I had a look at your code and there still were some issues. This should work now:
class augmented1(nn.Module):
def __init__(self,ni):
super(augmented1, self).__init__()
self.conv1 = conv_layer(ni,ni//2,kernel_size=1)
self.conv2 = conv_layer(ni//2,ni,kernel_size=3)

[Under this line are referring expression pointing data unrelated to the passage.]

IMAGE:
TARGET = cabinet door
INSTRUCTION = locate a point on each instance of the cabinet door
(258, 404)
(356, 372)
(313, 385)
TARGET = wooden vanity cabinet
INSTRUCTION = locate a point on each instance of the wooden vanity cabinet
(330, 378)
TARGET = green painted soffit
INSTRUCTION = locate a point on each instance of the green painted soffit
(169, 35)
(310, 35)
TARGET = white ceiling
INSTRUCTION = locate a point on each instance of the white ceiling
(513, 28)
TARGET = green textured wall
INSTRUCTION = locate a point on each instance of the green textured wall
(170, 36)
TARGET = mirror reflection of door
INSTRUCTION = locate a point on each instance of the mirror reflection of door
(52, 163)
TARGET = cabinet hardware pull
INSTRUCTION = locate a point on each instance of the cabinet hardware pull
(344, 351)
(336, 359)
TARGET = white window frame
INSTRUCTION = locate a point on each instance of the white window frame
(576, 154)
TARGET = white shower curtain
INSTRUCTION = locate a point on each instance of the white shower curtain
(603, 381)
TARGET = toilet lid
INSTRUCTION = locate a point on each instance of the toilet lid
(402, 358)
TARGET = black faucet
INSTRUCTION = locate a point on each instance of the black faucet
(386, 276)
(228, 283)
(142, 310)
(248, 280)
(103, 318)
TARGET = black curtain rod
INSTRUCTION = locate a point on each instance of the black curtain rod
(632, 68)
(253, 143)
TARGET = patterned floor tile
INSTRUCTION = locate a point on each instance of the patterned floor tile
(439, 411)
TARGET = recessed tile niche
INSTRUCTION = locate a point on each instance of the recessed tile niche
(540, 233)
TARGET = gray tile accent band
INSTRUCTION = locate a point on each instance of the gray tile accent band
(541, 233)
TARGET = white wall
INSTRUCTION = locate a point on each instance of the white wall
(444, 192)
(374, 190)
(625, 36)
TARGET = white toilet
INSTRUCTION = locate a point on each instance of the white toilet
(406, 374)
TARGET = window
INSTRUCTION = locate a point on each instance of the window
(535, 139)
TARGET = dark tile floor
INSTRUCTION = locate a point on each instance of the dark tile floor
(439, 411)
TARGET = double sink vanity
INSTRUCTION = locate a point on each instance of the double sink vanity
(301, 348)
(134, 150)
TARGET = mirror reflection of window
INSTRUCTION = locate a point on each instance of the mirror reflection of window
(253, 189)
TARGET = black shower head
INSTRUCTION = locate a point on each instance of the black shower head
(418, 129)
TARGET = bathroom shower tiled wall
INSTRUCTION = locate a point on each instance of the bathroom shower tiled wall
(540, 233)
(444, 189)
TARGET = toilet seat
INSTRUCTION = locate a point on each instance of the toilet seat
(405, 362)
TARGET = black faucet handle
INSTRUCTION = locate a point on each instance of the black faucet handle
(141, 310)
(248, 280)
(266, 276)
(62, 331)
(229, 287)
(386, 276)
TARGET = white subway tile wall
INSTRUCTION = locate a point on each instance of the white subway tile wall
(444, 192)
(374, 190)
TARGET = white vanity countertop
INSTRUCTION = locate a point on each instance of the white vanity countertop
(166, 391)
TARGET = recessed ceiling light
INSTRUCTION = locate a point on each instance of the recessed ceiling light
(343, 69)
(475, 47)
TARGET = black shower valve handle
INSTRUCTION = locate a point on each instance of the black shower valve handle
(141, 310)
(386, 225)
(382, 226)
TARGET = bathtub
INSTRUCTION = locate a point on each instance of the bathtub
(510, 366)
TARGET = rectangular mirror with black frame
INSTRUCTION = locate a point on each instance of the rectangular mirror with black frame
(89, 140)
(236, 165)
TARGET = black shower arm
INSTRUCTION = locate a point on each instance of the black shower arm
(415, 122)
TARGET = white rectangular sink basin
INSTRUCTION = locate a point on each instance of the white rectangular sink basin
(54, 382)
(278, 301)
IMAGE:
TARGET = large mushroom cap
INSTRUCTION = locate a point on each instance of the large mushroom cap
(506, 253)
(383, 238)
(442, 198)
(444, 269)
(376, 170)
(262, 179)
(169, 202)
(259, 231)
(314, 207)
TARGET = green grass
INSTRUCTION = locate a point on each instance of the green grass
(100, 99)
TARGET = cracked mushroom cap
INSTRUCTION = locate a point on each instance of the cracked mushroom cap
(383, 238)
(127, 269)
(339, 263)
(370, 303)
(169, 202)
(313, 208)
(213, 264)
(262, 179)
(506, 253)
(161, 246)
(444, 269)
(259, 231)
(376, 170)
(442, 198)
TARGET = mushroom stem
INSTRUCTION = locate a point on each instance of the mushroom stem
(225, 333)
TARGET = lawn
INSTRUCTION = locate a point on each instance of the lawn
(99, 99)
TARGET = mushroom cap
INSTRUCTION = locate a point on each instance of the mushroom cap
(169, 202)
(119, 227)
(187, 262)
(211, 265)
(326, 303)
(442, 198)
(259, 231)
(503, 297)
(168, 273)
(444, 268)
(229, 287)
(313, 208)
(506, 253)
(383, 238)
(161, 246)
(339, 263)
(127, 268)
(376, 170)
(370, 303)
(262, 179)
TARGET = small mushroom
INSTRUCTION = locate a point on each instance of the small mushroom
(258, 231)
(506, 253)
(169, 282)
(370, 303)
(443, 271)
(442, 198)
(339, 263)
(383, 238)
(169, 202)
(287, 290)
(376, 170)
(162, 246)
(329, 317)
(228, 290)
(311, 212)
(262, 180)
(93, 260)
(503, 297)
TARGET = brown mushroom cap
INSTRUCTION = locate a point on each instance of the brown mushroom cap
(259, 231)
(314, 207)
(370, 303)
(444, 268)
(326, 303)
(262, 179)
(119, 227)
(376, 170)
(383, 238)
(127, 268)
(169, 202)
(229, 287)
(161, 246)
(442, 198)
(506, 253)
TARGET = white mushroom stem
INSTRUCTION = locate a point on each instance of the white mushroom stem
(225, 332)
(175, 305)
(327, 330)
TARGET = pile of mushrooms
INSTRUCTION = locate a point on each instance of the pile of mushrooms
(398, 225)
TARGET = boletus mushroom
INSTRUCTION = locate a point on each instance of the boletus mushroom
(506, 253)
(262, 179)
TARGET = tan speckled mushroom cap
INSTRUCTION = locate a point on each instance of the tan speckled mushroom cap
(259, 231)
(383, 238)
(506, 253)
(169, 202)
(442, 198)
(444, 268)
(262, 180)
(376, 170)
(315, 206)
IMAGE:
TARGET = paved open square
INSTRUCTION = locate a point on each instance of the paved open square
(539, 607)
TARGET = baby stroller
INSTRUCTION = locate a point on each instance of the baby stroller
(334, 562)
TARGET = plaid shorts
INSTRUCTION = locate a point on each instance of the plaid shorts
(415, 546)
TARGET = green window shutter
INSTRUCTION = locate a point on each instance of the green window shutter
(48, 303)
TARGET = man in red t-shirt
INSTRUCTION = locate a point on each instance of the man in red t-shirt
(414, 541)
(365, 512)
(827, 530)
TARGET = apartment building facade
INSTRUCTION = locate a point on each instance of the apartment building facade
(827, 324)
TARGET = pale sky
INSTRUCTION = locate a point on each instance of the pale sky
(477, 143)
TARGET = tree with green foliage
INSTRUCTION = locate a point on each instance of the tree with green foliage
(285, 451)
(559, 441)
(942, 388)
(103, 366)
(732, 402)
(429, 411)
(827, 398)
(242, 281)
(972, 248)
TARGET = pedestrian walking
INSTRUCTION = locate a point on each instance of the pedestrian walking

self.classifier = nn.Linear(ni*7*7,751)
def forward(self,x):
x = self.conv2(self.conv1(x))
x = x.view(x.size(0), -1)
return self.classifier(x)
class augmented2(nn.Module):
def __init__(self,ni):
super(augmented2, self).__init__()
self.conv1 = conv_layer(ni,ni//2,kernel_size=1)
self.conv2 = conv_layer(ni//2,ni,kernel_size=3)
self.classifier = nn.Linear(ni*7*7,1360)
def forward(self,x):
x = self.conv2(self.conv1(x))
x = x.view(x.size(0), -1)
return self.classifier(x)
class hybrid_cnn(nn.Module):
def __init__(self,**kwargs):
super(hybrid_cnn,self).__init__()
resnet = models.resnet50(pretrained=False)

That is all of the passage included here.